The result is more than clear: the Zeres performs a good third more energy-efficient.



The screenshots of the power management make it clear: The power consumption of the Zeres (blue) is about 30% lower than that of the hydraulic brand machine, which underlines the clear advantage of Haitian International’s energy-saving technology. 



Peter Müller knew it all along: “When it comes to saving power, we switch on the Zeres’ first, which saves us real money.”

When asked about his expectations for the future development of the market and costs, Peter Müller smiles in a relaxed manner; he believes that his company is already in a fairly good position. “We are very efficient in the project, with a fast time to market. We have a high level of technical expertise in manufacturing, produce on energy-efficient machines, and our CO2 footprint, it’s already pretty small.”

Müller trusts the path it has taken, continuing to focus on openness to new things and innovative solutions. This has paid off in the long term, he says, citing a few examples:


  • With a 3D scanner from GOM Metrology (part of the ZEISS Group), Templa and its tool suppliers have been able to “significantly reduce” their process lead times. Full-surface geometry capture through 3D scanning forms the data basis for inspecting molds and plastic parts in quality control, he said.
  • The average correction loop of injection molds could be reduced by a whopping 50% to an average of 1.25 loops per mold using the CADMOULD and Varimos simulation software. “A significant time and cost savings for our customers,” notes Müller.
  • In addition, he says, northern German Cleantower systems are now being used for optimized maintenance of the machines and tools. Creeping rust and lime deposits in the cooling channels “are thus a thing of the past,” and one always has “full cooling capacity and thus constant part quality.”

Peter Müller, Managing Director of Templa (left) and Christian Färber, Sales Partner of Haitian International Germany, take a look in the future.

A Hidden Champion with a clear mission

Templa’s success shows that even small companies can achieve remarkable results when they use advanced technologies while focusing on sustainability. When they move with the times or are undaunted in their search for new ways – forging ahead. Templa Kunststofftechnik is not only exemplary in terms of flexibility and energy management, but also a true hidden champion in the German SME sector. With a high degree of automation, remarkable efficiency, flat hierarchies and an attractive working environment, the company embodies the ideal type of a modern, thriving company

Peter Müller’s management style reflects his long-term view. He understands the value of flexibility in today’s market and ensures that Templa can adapt to changing circumstances without compromising quality and service.

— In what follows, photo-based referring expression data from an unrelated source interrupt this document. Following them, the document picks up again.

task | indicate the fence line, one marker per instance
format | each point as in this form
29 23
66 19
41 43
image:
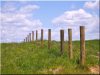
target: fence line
70 51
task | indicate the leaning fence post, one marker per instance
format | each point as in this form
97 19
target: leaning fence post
26 39
32 35
36 35
41 37
70 43
82 45
49 38
62 40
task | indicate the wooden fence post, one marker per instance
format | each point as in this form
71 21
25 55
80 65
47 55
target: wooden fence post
32 35
41 37
62 40
70 43
49 38
26 39
36 35
82 45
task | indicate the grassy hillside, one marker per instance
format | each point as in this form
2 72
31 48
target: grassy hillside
30 58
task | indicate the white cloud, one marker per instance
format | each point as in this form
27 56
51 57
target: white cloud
28 8
17 23
92 5
75 18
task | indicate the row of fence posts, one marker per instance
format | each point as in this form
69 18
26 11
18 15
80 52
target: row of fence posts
70 52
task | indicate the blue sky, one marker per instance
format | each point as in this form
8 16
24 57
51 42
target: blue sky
18 18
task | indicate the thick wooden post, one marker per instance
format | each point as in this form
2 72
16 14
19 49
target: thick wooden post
70 43
41 37
32 35
36 35
49 38
82 45
62 40
26 39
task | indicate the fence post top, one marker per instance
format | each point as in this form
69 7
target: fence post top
82 26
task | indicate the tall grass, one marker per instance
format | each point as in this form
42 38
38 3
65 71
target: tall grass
30 58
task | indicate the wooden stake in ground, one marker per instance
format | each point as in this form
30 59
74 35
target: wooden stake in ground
62 40
82 45
32 35
26 39
49 38
70 43
36 35
41 37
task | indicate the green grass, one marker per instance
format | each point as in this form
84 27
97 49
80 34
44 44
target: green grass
30 58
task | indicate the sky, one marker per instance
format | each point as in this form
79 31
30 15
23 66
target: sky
19 18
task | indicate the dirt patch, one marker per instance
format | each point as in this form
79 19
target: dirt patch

Templa produces for a variety of industries, although with a slight emphasis on the toy and automotive sectors. The machines supplied by Haitian International Germany play crucial roles in this, as they enable a wide range of applications and their flexibility on the machine side enables the company to continue to meet customer requirements even if the market situation should change once again; crisis-driven or not.

In all of this, sustainability is not only a corporate requirement for the owner and family man, but also a personal mission. Living and working in the countryside, he knows all too well the value of nature and wants to do his part to ensure that all future generations can also experience the beauty and richness of nature.